Ahmad menyatakan, kondisi sepi pengunjung ini diperparah juga dengan terjadinnya bencana di daerah Sumatera Barat berupa galodo beberapa waktu lalu yang membuat pengunjung lokal yang mengunjungi pantai kian berkurang.
Pedagang lainnya, Emi dan Edi yang berjualan sejak 2014 yang juga merupakan pedagang baju menyatakan, dulu saat pembangunan destinasi wisata di Pantai Gandoriah, pemerintah menjanjikan pembangunan fasilitas baru yang lebih modern.

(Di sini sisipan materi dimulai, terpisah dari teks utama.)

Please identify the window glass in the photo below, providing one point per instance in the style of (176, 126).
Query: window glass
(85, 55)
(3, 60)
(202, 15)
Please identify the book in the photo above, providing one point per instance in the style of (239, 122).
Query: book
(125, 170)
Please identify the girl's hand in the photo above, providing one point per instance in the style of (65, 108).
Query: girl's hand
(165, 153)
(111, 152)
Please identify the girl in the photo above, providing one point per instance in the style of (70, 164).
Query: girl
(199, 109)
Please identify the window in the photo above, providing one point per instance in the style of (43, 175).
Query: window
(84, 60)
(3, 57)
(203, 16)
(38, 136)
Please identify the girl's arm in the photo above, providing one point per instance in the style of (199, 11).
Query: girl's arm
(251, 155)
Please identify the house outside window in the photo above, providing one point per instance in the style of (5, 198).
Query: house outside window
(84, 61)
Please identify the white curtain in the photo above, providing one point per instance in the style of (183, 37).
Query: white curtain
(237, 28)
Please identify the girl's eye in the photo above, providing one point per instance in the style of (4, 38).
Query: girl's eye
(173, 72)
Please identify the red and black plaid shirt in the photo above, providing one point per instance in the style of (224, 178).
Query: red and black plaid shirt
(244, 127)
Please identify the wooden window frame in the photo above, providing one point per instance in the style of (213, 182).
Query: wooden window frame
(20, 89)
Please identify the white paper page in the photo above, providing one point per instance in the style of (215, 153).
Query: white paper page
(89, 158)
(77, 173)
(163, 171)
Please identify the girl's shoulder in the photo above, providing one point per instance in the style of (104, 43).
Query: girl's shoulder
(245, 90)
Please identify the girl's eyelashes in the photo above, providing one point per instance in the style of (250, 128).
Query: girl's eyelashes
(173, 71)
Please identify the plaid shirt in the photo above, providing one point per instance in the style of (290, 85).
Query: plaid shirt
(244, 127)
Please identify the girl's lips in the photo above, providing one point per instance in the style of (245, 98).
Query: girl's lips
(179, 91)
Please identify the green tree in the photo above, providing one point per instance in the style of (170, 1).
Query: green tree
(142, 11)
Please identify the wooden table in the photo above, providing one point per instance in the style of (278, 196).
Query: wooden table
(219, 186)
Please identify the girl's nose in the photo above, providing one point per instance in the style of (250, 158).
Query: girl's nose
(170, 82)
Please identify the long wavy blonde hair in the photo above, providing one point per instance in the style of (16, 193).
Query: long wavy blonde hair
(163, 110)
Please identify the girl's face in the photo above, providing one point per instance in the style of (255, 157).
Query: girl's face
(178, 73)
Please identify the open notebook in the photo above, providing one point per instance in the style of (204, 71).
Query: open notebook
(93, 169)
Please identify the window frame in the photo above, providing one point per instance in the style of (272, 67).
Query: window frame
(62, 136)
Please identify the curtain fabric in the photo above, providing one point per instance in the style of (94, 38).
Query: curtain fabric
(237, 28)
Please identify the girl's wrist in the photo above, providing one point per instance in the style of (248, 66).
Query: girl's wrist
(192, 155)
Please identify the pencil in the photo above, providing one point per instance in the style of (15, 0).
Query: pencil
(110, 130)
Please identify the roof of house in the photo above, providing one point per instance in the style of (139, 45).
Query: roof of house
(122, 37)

“Salah satu janji yang mencuat adalah penyediaan tempat berjualan bagi para pedagang baju. Proses pendataan dilakukan, dan nama-nama pedagang yang layak menerima fasilitas baru sudah dicatat,” kata dia.
Bagi pedagang baju, ini menjadi secercah harapan di tengah keterpurukan. Mereka membayangkan bisa kembali berdagang dengan lebih nyaman di lokasi yang strategis. Dengan adanya fasilitas baru, mereka berharap Pantai Gandoriah akan kembali ramai dan roda ekonomi dapat berputar seperti sedia kala.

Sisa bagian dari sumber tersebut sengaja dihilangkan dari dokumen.